Car importers concerned about their success
The big players in the Israeli car importing industry have read the writing on the wall of the vehicle market this year. Some of them are starting to realize that the dizzying success in sales over the past year is liable to threaten their core business in the long term.
The clearest indication of this is the lively interest of companies in the industry in buying 50% of the shares in bus company Egged. Full or part ownership of Egged could become a significant source of revenue by the end of the decade, from both road and rail, and compensate for the inevitable hit to private car sales. It is no coincidence that the presentation to potential investors in the auction, distributed by HSBC in August, stresses that, by the end of the decade, usage of public transport in Israel, in terms of kilometers travelled and passenger numbers, is expected to triple.
Widening economic gaps
In a normal year, the new vehicle market in Israel faithfully reflects macro-economic developments. But in the past year it has become detached from them. For example, the latest macro-economic forecast published by the Bank of Israel Research Department, in October, projects 7% GDP growth for this year. Coming after a double-digit drop last year, this is a fairly wan figure, mainly arising from a rise in private consumption.
The employment rate is also still far from the pre-pandemic peak, and the fiscal deficit is expected to total 6.4% of GDP, which compares with 3.7% in 2019, and that figure too was the highest in seven years.
These macro numbers are presumably felt keenly among the less well-off, but, to judge from the breakdown in car sales in 2021, for the wealthy it was a dream year. In the first ten months of this year, deliveries of luxury cars (costing $70,000 and upwards after tax) totaled nearly 17,000, 11,000 of them from the "traditional" luxury brands: Mercedes, Audi, and BMW. This represents an increase of nearly 20% over 2019, before the Covid pandemic. For other luxury brands too, such as Jeep, Volvo, and Lexus, 2021 is shaping up as one of the best years for deliveries ever.
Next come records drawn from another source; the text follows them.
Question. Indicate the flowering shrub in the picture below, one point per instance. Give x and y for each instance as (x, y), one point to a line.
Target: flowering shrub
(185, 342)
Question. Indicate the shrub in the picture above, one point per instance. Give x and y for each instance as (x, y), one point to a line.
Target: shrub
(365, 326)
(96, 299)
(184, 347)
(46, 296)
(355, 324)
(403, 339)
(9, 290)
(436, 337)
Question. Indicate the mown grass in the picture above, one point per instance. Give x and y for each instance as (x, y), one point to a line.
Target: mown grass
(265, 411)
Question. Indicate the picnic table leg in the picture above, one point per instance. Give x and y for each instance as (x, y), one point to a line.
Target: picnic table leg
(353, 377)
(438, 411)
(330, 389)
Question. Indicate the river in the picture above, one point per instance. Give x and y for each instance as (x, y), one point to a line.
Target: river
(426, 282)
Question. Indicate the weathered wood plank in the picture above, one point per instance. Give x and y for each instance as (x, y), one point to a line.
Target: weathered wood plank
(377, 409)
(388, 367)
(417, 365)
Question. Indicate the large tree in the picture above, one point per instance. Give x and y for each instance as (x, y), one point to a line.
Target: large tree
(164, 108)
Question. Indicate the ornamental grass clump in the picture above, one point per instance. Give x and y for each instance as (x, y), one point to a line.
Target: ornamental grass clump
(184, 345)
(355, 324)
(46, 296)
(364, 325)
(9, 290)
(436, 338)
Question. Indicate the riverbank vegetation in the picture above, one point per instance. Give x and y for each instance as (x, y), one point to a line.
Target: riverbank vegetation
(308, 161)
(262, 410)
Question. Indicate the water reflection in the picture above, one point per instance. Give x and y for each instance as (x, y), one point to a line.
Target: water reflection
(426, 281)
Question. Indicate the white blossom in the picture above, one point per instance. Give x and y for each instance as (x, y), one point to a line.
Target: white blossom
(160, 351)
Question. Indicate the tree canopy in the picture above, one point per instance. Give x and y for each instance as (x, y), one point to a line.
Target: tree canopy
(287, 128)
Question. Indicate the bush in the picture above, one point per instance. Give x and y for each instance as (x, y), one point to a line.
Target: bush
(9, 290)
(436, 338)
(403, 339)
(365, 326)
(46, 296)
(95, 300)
This segment also includes about 6,000 deliveries of Tesla cars, which are part of the premium market at least as far as pricing and target buyers are concerned. And if we add to the list several thousand prestige cars sold on the indirect import track and not included in the regular monthly delivery reports, we get a market approaching 10% of total deliveries, a record for the luxury segment, which amounted to 6% of total deliveries in 2019.
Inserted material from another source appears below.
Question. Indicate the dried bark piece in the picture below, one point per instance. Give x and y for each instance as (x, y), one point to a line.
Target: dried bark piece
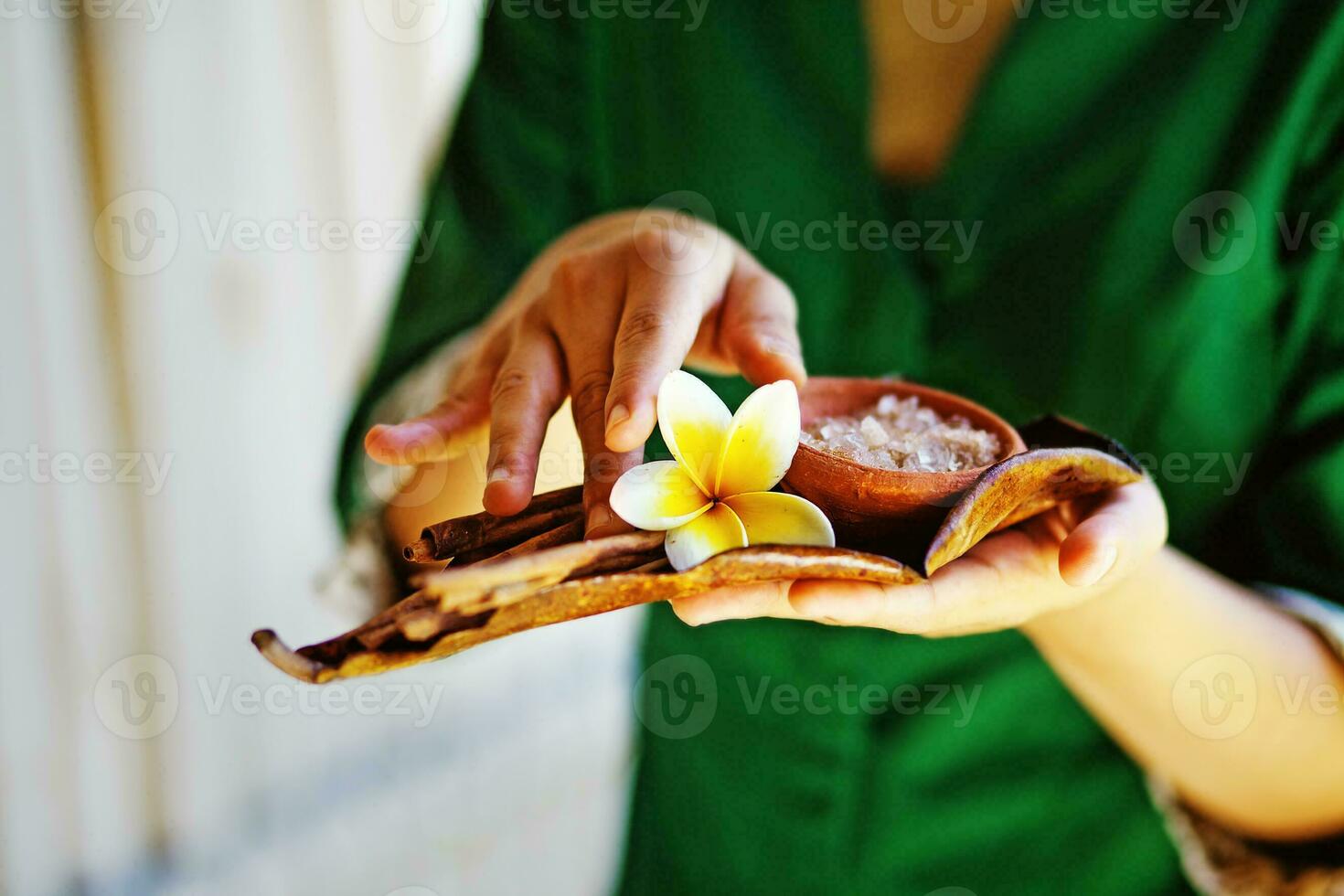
(1029, 484)
(347, 656)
The conclusion is fairly clear: the 2021 car market in Israel reflects a widening of economic gaps in the country as a result of the Covid-19 pandemic. People in the lowest socio-economic strata, which went onto the crisis without savings or lost jobs in the course of it, have reduced their share of car purchases.
The wealthier classes, on the other hand, who entered the crisis with reserves of cash, property, and/or an appetite for high-risk investment, accumulated substantial capital during it, which has been channeled into "lifestyle" vehicles, whose share of the total market has grown. Anyone seeking social justice can take comfort in the fact that, in the end, everyone will be stuck in the same traffic jam.
Published by Globes, Israel business news - en.globes.co.il - on November 8, 2021.